Li worked with partners from Peking University, Tsinghua University, and the Collaborative Innovation Center of Quantum Matter in Beijing to create this object. They used silica, a compound commonly found in quartz and sand, to synthesize the dumbbell.

Once the material was created, they used a controlled beam of laser to levitate the object in a high-pressure vacuum. However, the beam was applied in two ways — linear and circular — for different effects.

When the beam was applied in a straight line, the nanoparticle-sized dumbbell started vibrating, but as soon as the configuration was changed to a circle, it started spinning at ultra-fast speeds, more like a motorized rotor.

As this behavior was similar to devices (a rotor and torsion balance or a device for measuring tiny forces and torques) used for measuring gravitational constant and density of Earth, the researchers posited that the wide-spanning uses of the newly-developed object could also include a study of quantum mechanics as well as the properties of a vacuum – both of which are not well understood.

“People say that there is nothing in the vacuum, but in physics, we know it's not really empty," Li added in the statement, stressing on the future implications of the object. "There are a lot of virtual particles which may stay for a short time and then disappear.

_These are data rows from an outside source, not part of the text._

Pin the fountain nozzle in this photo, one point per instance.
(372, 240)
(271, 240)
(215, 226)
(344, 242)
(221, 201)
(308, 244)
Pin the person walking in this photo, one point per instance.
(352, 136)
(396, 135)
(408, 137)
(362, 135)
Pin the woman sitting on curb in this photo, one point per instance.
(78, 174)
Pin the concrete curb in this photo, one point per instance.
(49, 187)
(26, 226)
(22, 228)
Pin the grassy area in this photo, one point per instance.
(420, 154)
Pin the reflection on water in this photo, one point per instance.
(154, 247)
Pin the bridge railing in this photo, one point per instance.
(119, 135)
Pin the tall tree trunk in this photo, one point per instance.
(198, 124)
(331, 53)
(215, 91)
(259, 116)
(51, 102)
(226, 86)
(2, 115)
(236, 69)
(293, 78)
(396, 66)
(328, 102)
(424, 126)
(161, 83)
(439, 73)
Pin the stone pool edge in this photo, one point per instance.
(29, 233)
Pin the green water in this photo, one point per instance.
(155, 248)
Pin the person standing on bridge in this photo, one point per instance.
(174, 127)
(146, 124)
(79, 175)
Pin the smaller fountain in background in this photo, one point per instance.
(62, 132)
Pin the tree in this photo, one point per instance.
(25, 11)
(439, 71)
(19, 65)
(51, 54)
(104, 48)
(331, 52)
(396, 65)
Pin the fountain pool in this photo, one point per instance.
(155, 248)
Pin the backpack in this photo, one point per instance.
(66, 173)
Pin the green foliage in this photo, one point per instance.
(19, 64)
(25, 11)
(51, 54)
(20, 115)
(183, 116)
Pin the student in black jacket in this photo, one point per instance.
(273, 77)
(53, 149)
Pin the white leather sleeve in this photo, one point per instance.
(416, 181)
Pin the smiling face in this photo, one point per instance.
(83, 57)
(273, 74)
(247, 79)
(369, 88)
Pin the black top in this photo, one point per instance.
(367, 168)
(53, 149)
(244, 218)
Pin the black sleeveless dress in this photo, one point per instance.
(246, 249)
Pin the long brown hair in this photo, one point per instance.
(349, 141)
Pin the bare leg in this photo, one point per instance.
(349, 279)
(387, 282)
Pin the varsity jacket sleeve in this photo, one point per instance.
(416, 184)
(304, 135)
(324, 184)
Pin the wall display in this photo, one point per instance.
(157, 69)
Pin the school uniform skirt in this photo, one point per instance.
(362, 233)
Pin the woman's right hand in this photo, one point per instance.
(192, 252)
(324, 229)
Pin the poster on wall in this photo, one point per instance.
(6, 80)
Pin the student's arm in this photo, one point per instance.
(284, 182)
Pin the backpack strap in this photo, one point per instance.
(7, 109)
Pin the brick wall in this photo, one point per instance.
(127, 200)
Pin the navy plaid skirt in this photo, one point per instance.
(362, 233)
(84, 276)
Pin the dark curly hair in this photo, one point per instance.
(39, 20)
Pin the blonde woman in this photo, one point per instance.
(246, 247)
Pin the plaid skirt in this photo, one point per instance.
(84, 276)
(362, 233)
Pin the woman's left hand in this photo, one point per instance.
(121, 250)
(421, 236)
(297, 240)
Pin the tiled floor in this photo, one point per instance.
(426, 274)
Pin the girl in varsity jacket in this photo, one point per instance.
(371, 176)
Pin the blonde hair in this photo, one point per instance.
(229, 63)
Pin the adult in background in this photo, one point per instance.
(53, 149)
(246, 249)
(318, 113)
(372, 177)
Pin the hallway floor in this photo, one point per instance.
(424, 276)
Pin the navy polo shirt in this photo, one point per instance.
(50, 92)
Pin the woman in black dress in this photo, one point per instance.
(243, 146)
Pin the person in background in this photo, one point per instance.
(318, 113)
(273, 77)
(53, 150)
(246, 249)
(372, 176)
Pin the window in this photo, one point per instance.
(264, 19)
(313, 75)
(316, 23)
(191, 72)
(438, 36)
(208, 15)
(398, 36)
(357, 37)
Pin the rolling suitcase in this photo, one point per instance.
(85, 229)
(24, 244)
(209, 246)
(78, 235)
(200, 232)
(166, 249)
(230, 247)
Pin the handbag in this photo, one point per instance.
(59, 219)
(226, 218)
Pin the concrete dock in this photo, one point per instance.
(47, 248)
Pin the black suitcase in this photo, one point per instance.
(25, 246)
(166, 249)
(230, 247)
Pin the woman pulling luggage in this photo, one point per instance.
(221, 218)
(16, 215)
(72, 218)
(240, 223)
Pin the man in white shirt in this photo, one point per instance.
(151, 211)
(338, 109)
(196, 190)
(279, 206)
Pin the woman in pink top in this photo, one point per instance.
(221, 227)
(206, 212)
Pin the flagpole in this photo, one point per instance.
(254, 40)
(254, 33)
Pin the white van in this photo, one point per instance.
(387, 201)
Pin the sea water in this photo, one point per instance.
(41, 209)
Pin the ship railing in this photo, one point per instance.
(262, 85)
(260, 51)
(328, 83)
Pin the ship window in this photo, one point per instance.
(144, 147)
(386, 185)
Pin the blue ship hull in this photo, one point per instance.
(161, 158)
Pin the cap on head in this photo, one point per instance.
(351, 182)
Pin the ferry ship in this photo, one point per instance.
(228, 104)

We want to figure out what's really going on there, and that's why we want to make the most sensitive torsion balance."

They plan to increase the spinning and vibration speed of this object and conduct different experiments to test several theories and learn more about frictional and gravitational forces prevailing inside a vacuum.

The study titled, “Optically Levitated Nanodumbbell Torsion Balance and GHz Nanomechanical Rotor,” was published July 20 in the journal Physical Review Letters.